The same process if performed on all the partitions :

.. code::

   +---------------+ +------+ +---------------+
   |Training Featur| | FVs3 | |e Vector Set 3 |
   +---------------+ +------+ +---------------+
   +------------------------+ +------+ +------+
   |Training Feature Vector | | FVs4 | |Set 4 |
   +------------------------+ +------+ +------+
   +---------------------------------+ +------+
   |  Training Feature Vector Set 5  | | FVs5 |
   +---------------------------------+ +------+

Important things to consider :

- The more partitions you have, the more feature vectors you have in your training sets... and the less examples 

you'll have to test on. This means that the result of the test will probably be less reliable. 

In conclusion, be careful when choosing this k-fold test setting. Typical value range from 4 partitions (train on 75% of the feature vectors and
test on 25% - 4 times) to 10 partitions (train on 90% of the feature vectors and test on 10% - 10 times).
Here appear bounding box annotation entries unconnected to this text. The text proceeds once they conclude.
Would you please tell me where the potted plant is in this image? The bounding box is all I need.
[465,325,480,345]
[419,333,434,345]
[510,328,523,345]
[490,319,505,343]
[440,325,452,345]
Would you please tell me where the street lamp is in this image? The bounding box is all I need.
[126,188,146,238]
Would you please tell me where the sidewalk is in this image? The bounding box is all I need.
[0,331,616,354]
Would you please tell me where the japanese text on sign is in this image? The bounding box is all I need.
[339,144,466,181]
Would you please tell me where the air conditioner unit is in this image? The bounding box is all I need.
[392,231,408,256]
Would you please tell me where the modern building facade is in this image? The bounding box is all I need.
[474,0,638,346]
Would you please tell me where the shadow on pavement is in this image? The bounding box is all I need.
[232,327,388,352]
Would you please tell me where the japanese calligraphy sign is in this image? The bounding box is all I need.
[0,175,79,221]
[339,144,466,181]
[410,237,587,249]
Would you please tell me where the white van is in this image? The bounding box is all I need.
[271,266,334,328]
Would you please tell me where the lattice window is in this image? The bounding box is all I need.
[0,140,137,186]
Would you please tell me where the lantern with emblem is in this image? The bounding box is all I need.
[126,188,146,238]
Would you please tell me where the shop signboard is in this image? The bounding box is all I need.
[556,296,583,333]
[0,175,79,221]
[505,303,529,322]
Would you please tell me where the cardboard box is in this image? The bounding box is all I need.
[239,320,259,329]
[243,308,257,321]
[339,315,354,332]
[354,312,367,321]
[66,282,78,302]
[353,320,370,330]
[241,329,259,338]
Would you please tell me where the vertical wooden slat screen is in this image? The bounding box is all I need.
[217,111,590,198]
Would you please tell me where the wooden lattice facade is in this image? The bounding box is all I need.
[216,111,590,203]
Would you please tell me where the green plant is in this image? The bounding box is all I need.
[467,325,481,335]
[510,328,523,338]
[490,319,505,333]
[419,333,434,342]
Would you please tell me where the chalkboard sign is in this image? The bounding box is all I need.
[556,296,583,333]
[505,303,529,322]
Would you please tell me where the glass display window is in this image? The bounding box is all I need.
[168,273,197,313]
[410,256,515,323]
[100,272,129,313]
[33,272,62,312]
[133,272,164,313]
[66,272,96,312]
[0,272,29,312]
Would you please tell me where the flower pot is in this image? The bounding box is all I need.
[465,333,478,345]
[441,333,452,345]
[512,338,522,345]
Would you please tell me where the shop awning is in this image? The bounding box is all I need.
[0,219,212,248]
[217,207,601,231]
Note that the cross-validation performed by the classifier trainer box in OpenViBE may be optimistic.
The cross-validation computation is working as it should, but it cannot take into account what happens outside
the classifier trainer box. In OpenViBE scenarios, there may be e.g. time overlap from epoching, feature
vectors drawn from the same epoch ending up in the same cross-validation partition, and (supervised) 
preprocessing such as CSP or xDAWN potentially overfitting the data before its given to the classifier trainer. 
Such situations are not compatible with the theoretical assumption that the feature vectors are 
independent and identically distributed (the typical iid assumption in machine learning) across
train and test. To do cross-validation controlling for such issues, we have provided
a more advanced cross-validation tutorial as part of the OpenViBE web documentation.

\par Confusion Matrices

At the end of the training, the box will print one or two confusion matrices, depending if cross-validation
was used: one matrix for the cross-validation, the other for the training data. Each matrix will contain true 
class as rows, and predicted class as columns. The diagonal describes the percentage of correct predictions per class. 
Although the matrix can be optimistic (see above section about the cross-validation), it may give useful 
diagnostic information. For example, if the accuracy is very skewed towards one class, this may indicate
a problem if the design is supposed to be balanced. The problem may originate e.g. from the original data 
source, the signal processing chains for the different classes, or the classifier learning algorithm. These need
then to be investigated. Also, if very low accuracies are observed in these matrices, it may give reason 
to suspect that prediction accuracies on fresh data might be likewise lacking -- or worse.

\par Incremental Learning

The box can also be used for simple incremental (online) learning. To achieve this, simply send the box the training
stimulation and it will train a classifier with all the data it has received so far. You can give it more
feature vectors later, and trigger the learning again by sending another stimulation. Likewise, the corresponding 
classifier processor box can be made to load new classifiers during playback. With classifiers like LDA, 
this practice is usually feasible when the data is reasonably sized (as in basic motor imagery).